Google Launches Agent2Agent (A2A) Protocol at Cloud Next
Summary
At Google Cloud Next 2025, Google launched the Agent2Agent (A2A) protocol — an open HTTP/SSE/JSON-RPC standard for cross-vendor agent coordination. With more than 50 ecosystem partners on launch day and an explicit design to complement rather than compete with MCP, A2A addressed a layer of the agent stack that MCP had not: how agents coordinate with other agents.
What Happened
Google unveiled A2A at its Cloud Next conference alongside a partner coalition that included Salesforce, SAP, Atlassian, ServiceNow, and more than 45 other enterprise software vendors. The protocol defines how AI agents discover each other, delegate tasks, and exchange results — all over standard HTTP with Server-Sent Events for streaming and JSON-RPC as the message format.

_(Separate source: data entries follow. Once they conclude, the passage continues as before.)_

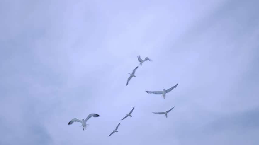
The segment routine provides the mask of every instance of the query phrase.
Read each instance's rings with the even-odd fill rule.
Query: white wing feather
[[[149,94],[163,94],[162,91],[146,91],[146,92]]]
[[[118,125],[117,125],[117,127],[116,127],[116,128],[115,128],[115,130],[117,130],[117,129],[118,129],[118,127],[119,127],[119,124],[120,124],[120,123],[119,123],[119,124],[118,124]]]
[[[132,108],[132,110],[131,111],[130,111],[130,113],[129,113],[129,114],[131,114],[131,113],[132,113],[132,111],[133,111],[133,110],[134,110],[134,108],[135,108],[135,107],[133,107],[133,108]]]
[[[124,117],[124,118],[122,118],[122,120],[123,120],[124,119],[125,119],[125,118],[127,118],[127,117],[128,116],[129,116],[128,115],[126,115],[126,116],[125,116],[125,117]]]
[[[138,66],[137,66],[136,68],[135,68],[135,69],[133,69],[133,71],[132,72],[133,75],[134,75],[134,74],[135,73],[135,72],[136,71],[136,69],[137,69],[138,68]]]
[[[126,84],[126,85],[127,85],[128,84],[129,84],[129,82],[130,81],[130,79],[131,79],[132,78],[132,76],[131,76],[131,75],[130,75],[130,77],[128,78],[128,81],[127,81],[127,84]]]
[[[77,118],[74,118],[68,122],[68,125],[72,124],[74,122],[79,122],[82,123],[82,121],[80,120]]]
[[[171,108],[170,110],[167,111],[167,112],[170,112],[170,111],[173,110],[173,109],[174,109],[174,107],[173,107],[172,108]]]
[[[166,93],[168,93],[168,92],[169,92],[171,91],[172,91],[172,90],[173,90],[173,89],[174,89],[175,88],[176,88],[176,87],[177,86],[177,85],[178,85],[178,84],[177,84],[176,85],[175,85],[173,87],[171,88],[166,90],[165,90],[165,92]]]
[[[86,121],[88,120],[88,119],[89,119],[89,118],[92,117],[99,117],[100,115],[97,114],[95,114],[94,113],[93,113],[92,114],[90,114],[89,115],[88,115],[88,116],[87,116],[87,117],[85,118],[85,122],[86,122]]]
[[[114,133],[115,132],[116,132],[116,131],[112,131],[112,132],[111,133],[111,134],[110,134],[110,135],[109,135],[109,137],[110,136],[112,135],[112,134],[113,134],[113,133]]]
[[[141,62],[143,61],[143,60],[142,60],[142,59],[141,59],[141,58],[140,58],[140,55],[138,57],[138,60],[140,62]]]

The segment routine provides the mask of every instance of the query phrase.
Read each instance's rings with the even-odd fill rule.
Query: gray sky
[[[53,1],[0,2],[0,144],[259,142],[258,1]]]

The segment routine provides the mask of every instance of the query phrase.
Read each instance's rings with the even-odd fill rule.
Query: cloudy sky
[[[258,6],[1,1],[0,144],[257,144]]]

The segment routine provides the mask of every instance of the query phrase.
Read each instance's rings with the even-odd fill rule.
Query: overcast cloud
[[[259,1],[2,1],[0,144],[257,144]]]

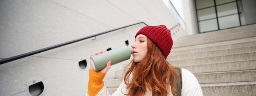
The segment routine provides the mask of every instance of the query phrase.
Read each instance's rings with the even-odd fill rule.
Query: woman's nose
[[[132,47],[132,49],[135,48],[135,46],[134,45],[134,43],[132,44],[132,45],[131,45],[131,47]]]

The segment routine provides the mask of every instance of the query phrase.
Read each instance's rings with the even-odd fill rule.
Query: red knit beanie
[[[173,42],[171,36],[171,31],[165,25],[144,27],[138,31],[135,38],[140,34],[150,39],[161,49],[165,58],[167,58]]]

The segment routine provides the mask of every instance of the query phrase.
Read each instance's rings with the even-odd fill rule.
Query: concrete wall
[[[178,23],[161,0],[2,0],[0,58],[140,22],[169,29]],[[45,96],[85,96],[88,67],[81,69],[78,62],[85,59],[89,64],[91,54],[125,46],[126,40],[130,46],[144,26],[136,25],[1,65],[0,96],[27,96],[27,82],[35,77],[43,81]],[[129,62],[112,66],[105,78],[115,78],[115,72]]]

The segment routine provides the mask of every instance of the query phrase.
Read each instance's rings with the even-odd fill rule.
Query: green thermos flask
[[[113,65],[130,59],[133,53],[132,48],[121,47],[91,57],[91,64],[93,69],[98,71],[106,67],[109,61],[111,61]]]

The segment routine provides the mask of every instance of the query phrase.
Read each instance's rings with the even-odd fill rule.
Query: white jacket
[[[182,69],[182,86],[181,89],[182,96],[203,96],[201,87],[197,79],[194,75],[189,71]],[[126,96],[123,93],[127,94],[128,89],[124,80],[120,85],[117,89],[111,96]],[[171,94],[171,92],[170,92]],[[152,96],[152,92],[148,91],[145,96]],[[87,96],[89,96],[87,94]],[[104,85],[101,91],[96,96],[110,96]],[[170,94],[169,96],[173,96]]]

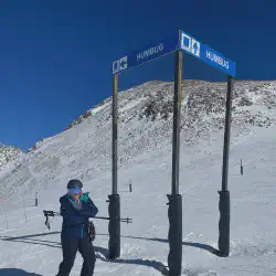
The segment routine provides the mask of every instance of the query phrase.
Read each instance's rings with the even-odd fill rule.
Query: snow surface
[[[169,84],[155,85],[163,87]],[[245,87],[250,91],[256,85],[259,83],[246,83]],[[267,87],[270,86],[269,95],[275,91],[274,83],[267,84]],[[144,91],[145,85],[137,89]],[[257,92],[258,88],[254,88],[254,95]],[[124,94],[127,97],[132,95]],[[119,162],[118,190],[121,216],[132,217],[134,223],[121,224],[121,256],[117,261],[107,261],[108,223],[94,220],[97,231],[94,242],[97,256],[95,275],[162,275],[168,272],[169,222],[166,203],[171,185],[171,132],[157,139],[159,132],[152,129],[157,126],[161,128],[166,123],[158,118],[155,121],[139,120],[134,109],[141,103],[128,104],[131,108],[126,109],[125,118],[131,119],[120,121],[119,128],[119,159],[125,158],[125,161]],[[256,105],[259,105],[257,100]],[[267,109],[263,106],[261,112]],[[275,119],[273,115],[274,109],[269,115],[272,120]],[[210,116],[213,115],[203,118],[202,126],[212,120]],[[185,128],[182,128],[182,275],[276,275],[276,126],[252,126],[247,127],[247,131],[238,132],[243,126],[238,125],[243,123],[243,118],[238,123],[238,116],[236,114],[233,120],[230,152],[231,255],[226,258],[211,253],[212,248],[217,248],[219,237],[217,191],[221,190],[223,129],[209,125],[209,136],[189,145],[184,140]],[[99,209],[98,215],[108,215],[106,200],[112,192],[110,126],[110,114],[99,110],[2,167],[0,194],[6,197],[6,201],[0,204],[0,276],[56,275],[62,261],[62,219],[51,217],[52,229],[49,231],[42,211],[60,210],[59,199],[65,194],[71,178],[79,178],[84,190],[92,192],[91,197]],[[244,176],[240,174],[241,159]],[[129,181],[132,183],[131,193],[128,192]],[[32,201],[35,191],[39,191],[38,208]],[[24,197],[26,221],[21,197]],[[82,257],[77,253],[71,276],[78,276],[81,266]]]

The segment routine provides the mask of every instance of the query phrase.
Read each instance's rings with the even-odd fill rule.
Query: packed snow
[[[274,82],[241,82],[235,86],[229,176],[231,255],[222,258],[212,254],[212,248],[217,248],[219,237],[223,85],[191,81],[190,92],[183,96],[180,153],[182,275],[273,276],[276,275]],[[121,255],[116,261],[107,261],[108,223],[94,219],[97,232],[94,275],[168,274],[166,203],[171,191],[172,118],[170,108],[167,118],[162,118],[162,114],[150,110],[152,107],[147,109],[150,100],[138,102],[141,95],[137,96],[136,92],[147,98],[152,91],[158,94],[164,91],[166,98],[155,95],[158,100],[153,110],[162,112],[160,105],[171,104],[170,83],[147,83],[124,92],[119,97],[119,106],[126,107],[125,115],[120,112],[119,117],[118,190],[121,217],[129,216],[134,223],[121,223]],[[222,99],[212,103],[219,91]],[[245,96],[246,99],[242,99]],[[202,97],[204,100],[199,102]],[[99,209],[98,215],[108,216],[106,200],[112,193],[110,107],[109,100],[109,112],[107,107],[98,110],[82,124],[43,140],[35,150],[1,167],[0,193],[4,200],[1,199],[0,205],[0,276],[57,274],[62,261],[62,219],[51,217],[52,229],[49,231],[42,211],[60,210],[59,199],[66,193],[70,179],[81,179],[84,191],[91,191]],[[185,117],[195,116],[197,110],[204,116],[193,117],[197,121]],[[220,114],[221,120],[217,119]],[[240,172],[241,159],[243,176]],[[128,190],[130,181],[131,193]],[[39,206],[34,206],[36,191]],[[71,275],[78,276],[81,266],[78,253]]]

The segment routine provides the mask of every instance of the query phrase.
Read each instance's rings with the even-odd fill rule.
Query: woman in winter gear
[[[83,183],[73,179],[67,183],[67,194],[60,198],[62,224],[63,261],[56,276],[68,276],[77,251],[83,256],[81,276],[92,276],[96,263],[95,251],[88,236],[88,219],[94,217],[98,209],[87,193],[82,191]]]

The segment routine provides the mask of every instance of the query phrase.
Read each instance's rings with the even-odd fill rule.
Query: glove
[[[87,200],[89,199],[88,193],[89,192],[83,193],[82,197],[81,197],[81,201],[87,202]]]

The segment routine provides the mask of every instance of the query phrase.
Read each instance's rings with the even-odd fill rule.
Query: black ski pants
[[[81,276],[92,276],[96,263],[95,251],[88,237],[70,238],[62,235],[63,261],[60,264],[59,274],[56,276],[68,276],[74,266],[77,250],[83,256],[83,267]]]

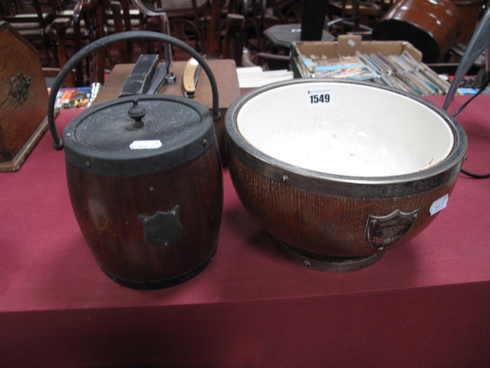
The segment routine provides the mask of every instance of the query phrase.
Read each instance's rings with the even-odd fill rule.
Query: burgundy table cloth
[[[58,129],[78,112],[62,111]],[[490,172],[489,112],[481,96],[457,117],[472,172]],[[19,171],[0,173],[0,367],[490,367],[490,180],[460,174],[421,235],[335,274],[283,256],[225,169],[214,260],[141,291],[96,263],[51,144],[48,132]]]

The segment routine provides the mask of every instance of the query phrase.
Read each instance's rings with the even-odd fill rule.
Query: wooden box
[[[1,21],[0,66],[0,171],[15,171],[47,130],[48,92],[37,51]]]

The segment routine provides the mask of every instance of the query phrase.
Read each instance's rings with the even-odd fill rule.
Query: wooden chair
[[[57,49],[59,68],[44,68],[46,76],[56,75],[69,58],[67,49],[73,48],[74,53],[100,38],[102,18],[99,0],[79,0],[67,16],[59,17],[51,24],[49,33],[51,42]],[[72,14],[72,16],[69,16]],[[76,66],[69,75],[64,86],[90,85],[94,82],[103,83],[104,54],[100,51],[90,55]]]
[[[368,30],[383,15],[382,7],[375,0],[333,0],[329,5],[332,13],[344,21],[341,33],[344,33],[343,26],[349,19],[352,30]]]
[[[39,0],[0,0],[0,13],[3,20],[33,44],[40,44],[49,64],[49,51],[54,52],[47,35],[58,10],[56,0],[46,0],[42,3]]]

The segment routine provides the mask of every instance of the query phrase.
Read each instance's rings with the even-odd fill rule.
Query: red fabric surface
[[[464,167],[479,173],[490,172],[489,102],[457,117]],[[62,111],[58,129],[77,112]],[[213,262],[183,284],[140,291],[97,264],[51,143],[48,132],[19,171],[0,173],[0,366],[490,366],[490,180],[460,174],[421,235],[333,274],[282,256],[225,169]]]

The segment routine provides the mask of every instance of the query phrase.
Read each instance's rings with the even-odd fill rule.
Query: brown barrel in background
[[[449,0],[400,0],[373,29],[378,41],[407,41],[422,53],[424,62],[436,62],[461,33],[463,20]]]
[[[484,1],[483,0],[451,0],[456,6],[463,20],[461,34],[456,39],[458,42],[466,42],[471,39],[475,31]]]

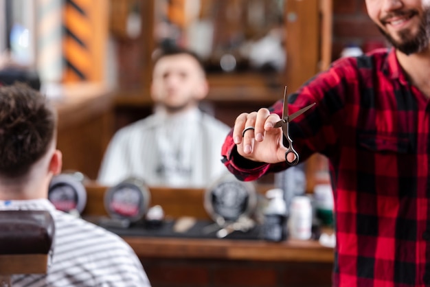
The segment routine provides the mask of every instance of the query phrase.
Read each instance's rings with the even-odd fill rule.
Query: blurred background
[[[201,56],[202,108],[232,126],[346,48],[385,45],[360,0],[0,0],[0,65],[37,76],[56,98],[65,168],[91,179],[115,131],[151,113],[159,47]]]
[[[210,89],[201,108],[232,126],[240,113],[282,98],[285,85],[293,92],[337,58],[386,45],[362,0],[0,0],[0,84],[19,79],[52,99],[63,170],[90,181],[113,134],[152,113],[159,47],[202,58]],[[319,154],[288,171],[264,176],[258,191],[312,194],[330,181]],[[296,186],[284,187],[283,176]],[[85,187],[84,214],[106,215],[106,187]],[[150,202],[166,216],[207,222],[204,192],[151,190]],[[331,286],[332,249],[315,238],[237,244],[148,234],[124,238],[154,286]]]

Where MCP defines how an agent connects to tools and data sources (the model-to-tool relationship), A2A defines how agents coordinate with other agents (the agent-to-agent relationship). Google positioned the two protocols as complementary layers in an agent stack: an orchestrator agent uses A2A to route tasks to specialist agents, and those specialist agents use MCP to access the tools they need.
The reference implementation was open-sourced immediately, and the specification was submitted to a community governance process with participation from the launch partners.
Why It Matters
A2A filled a genuine gap in the emerging agent infrastructure. Multi-agent workflows — where one AI coordinates several specialized subagents — had become a common architecture in enterprise deployments, but each implementation was proprietary. A2A gave that coordination layer an open specification, enabling cross-vendor orchestration where a Salesforce agent could, in principle, delegate to a ServiceNow agent without either vendor writing custom integration code.
The timing, on the same day Google confirmed MCP adoption, was notable: Google was simultaneously accepting a competitor's standard (MCP) and proposing its own (A2A). The two-layer framing — MCP for tools, A2A for agents — proved influential and was widely adopted as a conceptual model by the developer community in subsequent months.